Tips to managing your study time
Your time inventory
Complete this inventory to work out where your time goes. Be as honest as possible to find out how many hours per week you have for study.
Plan a weekly timetable
Use this weekly planner to schedule your activities. It will need to be revised at regular intervals to adjust for changes such as different work hours and family commitments. The five or six weeks before and during exams may particularly require adjustment.
Create a semester plan
Use this semester planner to mark in minor and major assignment due dates and/or exams. Refer to your Unit Information guides. Don’t forget about other important commitments. These could be family and work events or even a major sporting or cultural event you are interested in.
Enter the date your assignment is due to get a plan for the time you have available.
Access the assignment scheduler.
Time management calculator
Use this interactive time management tool to see a breakdown of your hours per week available for study and everyday activities.
Access the time management calculator.
Creating a study space
Creating your work space
It’s important to claim a space which you can identify as your study space. Many students use their bedroom for study; however, your bedroom may be associated with the idea of rest and sleep, which doesn’t make it ideal for study. Nonetheless, it may be possible to screen off a corner of your bedroom or of some other room in your house which you can make into a study space.
The space you prefer may not be completely silent as there may be family noise in the background; however, that won’t necessarily disturb you. It may indeed comfort you.
Ask your family or your flat mates to respect the place you have created as your study space.
Stock up with the necessary tools and equipment such as pens, staples, folders etc, and know that they won’t be disturbed by others. Have a desk that is big enough for the job, and a chair that comfortably fits it. Make it your space; an inviting place; one that means learning and creating and being challenged and stimulated.
Organising your resources
Managing your studies includes considering the resources available to support you. These can be at home, university and elsewhere. Consider too the personal resources and attributes that you bring to your studies.
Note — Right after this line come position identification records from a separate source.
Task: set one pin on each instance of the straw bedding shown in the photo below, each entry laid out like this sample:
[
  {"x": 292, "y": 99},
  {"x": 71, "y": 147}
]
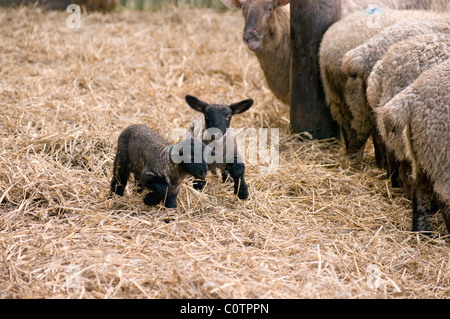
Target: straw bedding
[{"x": 320, "y": 227}]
Work through this checklist to help you identify the resources you already have. If you can see some gaps, give these areas some thought or discuss them with friends or fellow students who may be able to provide some helpful tips.
Adapted from: Cottrell, S 2003, The Study Skills Handbook, 2nd edition, Palgrave MacMillan Ltd
Don't lose your work
Back up your work
Studying in the twenty-first century means knowing how to operate in a computer environment. Word processing, internet and file management skills are essential. However, learning how to save, store and protect your digital files is especially important.
Lecturers expect students to ensure they have backup copies of their assignments so that if a technical or other problem arises, they are still able to submit their work. Digital (electronic) files can easily be backed up to avoid the distress of losing your work.
Some helpful tips
- Always save a copy of your latest version of an assignment in at least two locations, such as on your computer’s hard drive, on a removable flash (or thumb) drive, on a writable CD, or on larger removable media such as an external hard drive.
- Email yourself a copy of the latest draft so that you can access it easily.
- While writing successive drafts of an assignment, try naming the file with the date in it for version control, or with a version number. For example:
MyName_XYZ123_Assignment-1_v2.docx or MyName_XYZ123_Assignment-1_17Apr12.docx
- Your lecturer may ask you to name a file a specific way before you submit it. Check your assignment instructions.
Protect your computer from viruses
Virus protection for your computer and files is also essential. Computer viruses are a common threat that can not only damage or destroy your files, but also spread easily to other computers through USB drives for example.
We recommend you have a current and up-to-date anti-virus program installed on your personal computer. These programs are usually set to regularly check for and download updates so that the most recent viruses can be recognised and managed.
Many new computers come with an anti-virus program which will eventually need to be renewed to ensure it stays current and effective. There is also a small number of basic free anti-virus programs available for personal use from reputable companies.